Consider this simple example
library(furrr)
library(tibble)
mytib <- tibble(group = c(1,1,1,1,2,2,2,2,2),
value = rep('all your bases are belong to us', times = 9))
> mytib
# A tibble: 9 x 2
group value
<dbl> <chr>
1 1 all your bases are belong to us
2 1 all your bases are belong to us
3 1 all your bases are belong to us
4 1 all your bases are belong to us
5 2 all your bases are belong to us
6 2 all your bases are belong to us
7 2 all your bases are belong to us
8 2 all your bases are belong to us
9 2 all your bases are belong to us
I want to understand how furrr
is working here. Assume I need to group the data first.

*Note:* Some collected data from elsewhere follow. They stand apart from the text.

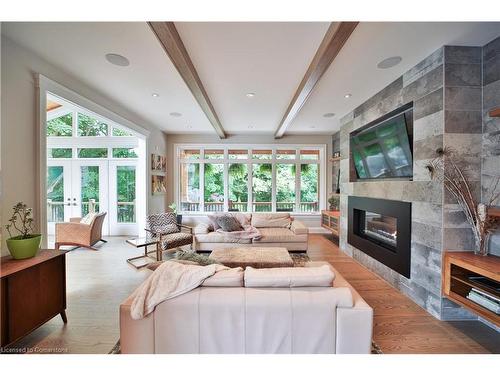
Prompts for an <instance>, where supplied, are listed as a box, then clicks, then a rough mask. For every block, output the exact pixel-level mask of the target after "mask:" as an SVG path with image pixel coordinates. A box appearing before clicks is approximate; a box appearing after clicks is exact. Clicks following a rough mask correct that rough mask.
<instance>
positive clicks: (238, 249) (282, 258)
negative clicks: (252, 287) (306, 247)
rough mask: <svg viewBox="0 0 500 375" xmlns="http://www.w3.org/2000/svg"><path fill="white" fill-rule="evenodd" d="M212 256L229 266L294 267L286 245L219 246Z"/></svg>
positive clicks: (212, 258)
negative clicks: (282, 245)
mask: <svg viewBox="0 0 500 375" xmlns="http://www.w3.org/2000/svg"><path fill="white" fill-rule="evenodd" d="M210 258H211V259H214V260H216V261H217V262H219V263H222V264H223V265H225V266H227V267H243V268H245V267H254V268H275V267H293V260H292V258H291V257H290V254H288V250H287V249H286V248H284V247H231V248H219V249H214V250H213V251H212V253H211V254H210Z"/></svg>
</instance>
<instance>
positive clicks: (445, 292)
mask: <svg viewBox="0 0 500 375" xmlns="http://www.w3.org/2000/svg"><path fill="white" fill-rule="evenodd" d="M477 277H484V278H485V280H487V281H489V282H491V283H495V282H496V283H500V257H497V256H494V255H488V256H481V255H475V254H474V253H472V252H465V251H457V252H455V251H447V252H446V253H445V255H444V268H443V295H444V296H445V297H446V298H448V299H449V300H451V301H453V302H455V303H457V304H459V305H460V306H462V307H464V308H465V309H467V310H469V311H472V312H473V313H474V314H476V315H479V316H481V317H482V318H484V319H487V320H489V321H490V322H492V323H493V324H495V325H497V326H500V315H499V314H496V313H495V312H493V311H491V310H489V309H487V308H485V307H483V306H481V305H479V304H478V303H476V302H474V301H472V300H471V299H469V298H467V296H468V295H469V293H470V291H471V290H472V289H473V288H474V289H476V290H478V291H480V292H481V293H484V294H487V295H489V296H491V297H493V298H500V291H499V290H498V289H497V288H495V287H492V286H489V285H486V284H484V283H480V282H477V281H475V279H474V278H477Z"/></svg>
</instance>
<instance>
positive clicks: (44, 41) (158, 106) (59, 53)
mask: <svg viewBox="0 0 500 375" xmlns="http://www.w3.org/2000/svg"><path fill="white" fill-rule="evenodd" d="M2 34H5V35H6V36H7V37H9V38H10V39H12V40H14V41H15V42H17V43H18V44H20V45H22V46H24V47H26V48H28V49H30V50H32V51H34V52H35V53H36V54H38V55H40V56H41V57H42V58H44V59H45V60H47V61H48V62H50V63H52V64H54V65H55V66H57V67H59V68H61V69H62V70H64V71H66V72H67V73H69V74H71V75H73V76H75V77H77V78H78V79H79V80H80V81H82V82H84V83H85V84H87V85H89V86H90V87H93V88H95V89H96V90H97V91H99V92H101V93H102V94H104V95H106V96H107V97H109V98H111V99H113V100H114V101H116V102H117V103H119V104H120V105H122V106H124V107H125V108H127V109H129V110H130V111H132V112H134V113H136V114H137V115H139V116H141V117H142V118H143V119H144V120H146V121H149V122H150V123H151V124H153V125H155V126H156V127H158V128H160V129H162V130H164V131H166V132H175V131H182V130H185V131H188V132H189V131H192V132H204V133H211V132H213V128H212V125H211V124H210V122H209V121H208V119H207V118H206V116H205V114H204V113H203V111H202V110H201V109H200V107H199V106H198V103H197V102H196V100H195V99H194V97H193V95H192V94H191V92H190V91H189V89H188V88H187V86H186V85H185V83H184V81H183V80H182V78H181V77H180V75H179V74H178V73H177V70H176V69H175V67H174V66H173V64H172V63H171V61H170V59H169V58H168V56H167V55H166V54H165V52H164V51H163V49H162V47H161V46H160V44H159V42H158V40H157V39H156V36H155V35H154V34H153V32H152V31H151V30H150V28H149V26H148V25H147V24H146V23H145V22H115V23H113V22H102V23H99V22H67V23H66V22H64V23H57V22H47V23H39V22H30V23H19V22H16V23H8V22H4V23H2ZM107 53H117V54H121V55H123V56H125V57H127V58H128V59H129V60H130V65H129V66H127V67H120V66H115V65H111V64H110V63H108V62H107V61H106V60H105V58H104V55H105V54H107ZM152 93H158V94H160V96H159V97H158V98H154V97H152V95H151V94H152ZM171 112H180V113H182V115H183V116H182V117H177V118H176V117H172V116H170V115H169V113H171ZM138 125H140V124H138ZM188 126H191V127H192V128H191V129H188Z"/></svg>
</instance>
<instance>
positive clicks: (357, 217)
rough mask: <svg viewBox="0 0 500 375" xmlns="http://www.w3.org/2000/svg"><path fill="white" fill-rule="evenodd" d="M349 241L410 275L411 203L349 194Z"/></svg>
mask: <svg viewBox="0 0 500 375" xmlns="http://www.w3.org/2000/svg"><path fill="white" fill-rule="evenodd" d="M348 207H349V216H348V217H349V224H348V229H349V232H348V242H349V244H351V245H353V246H355V247H356V248H358V249H359V250H361V251H363V252H364V253H366V254H368V255H369V256H371V257H372V258H375V259H376V260H378V261H379V262H381V263H383V264H385V265H386V266H387V267H390V268H392V269H393V270H394V271H396V272H398V273H400V274H401V275H403V276H405V277H408V278H409V277H410V253H411V203H407V202H399V201H392V200H386V199H373V198H364V197H352V196H350V197H349V200H348Z"/></svg>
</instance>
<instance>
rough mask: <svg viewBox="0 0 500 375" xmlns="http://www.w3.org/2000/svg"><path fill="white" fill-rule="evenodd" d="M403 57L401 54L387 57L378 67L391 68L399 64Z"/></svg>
mask: <svg viewBox="0 0 500 375" xmlns="http://www.w3.org/2000/svg"><path fill="white" fill-rule="evenodd" d="M401 60H403V58H402V57H401V56H392V57H388V58H387V59H384V60H382V61H381V62H379V63H378V64H377V68H379V69H389V68H392V67H394V66H396V65H398V64H399V63H400V62H401Z"/></svg>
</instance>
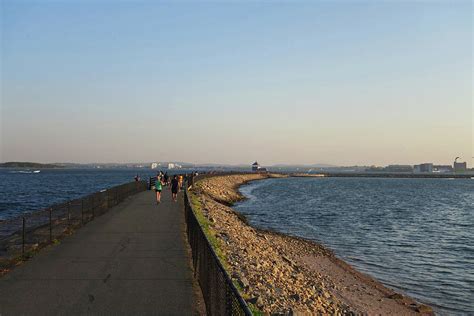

> grouped <- mytib %>% group_by(group) %>% nest()
> grouped
# A tibble: 2 x 2
# Groups: group [2]
group data
<dbl> <list>
1 1 <tibble [4 × 1]>
2 2 <tibble [5 × 1]>
Now when I run the following code
> grouped %>% mutate(map = future_map_dbl(data, ~sum(str_detect(.$value, 'base'))))
# A tibble: 2 x 3
# Groups: group [2]
group data map
<dbl> <list> <dbl>
1 1 <tibble [4 × 1]> 4
2 2 <tibble [5 × 1]> 5
Using multicore on linux, are the two dataframes considered as "chunks" by furrr
and sent to the workers separately independently? Is this the correct way to affect how furrr
splits the work among the CPUs ?
Thanks!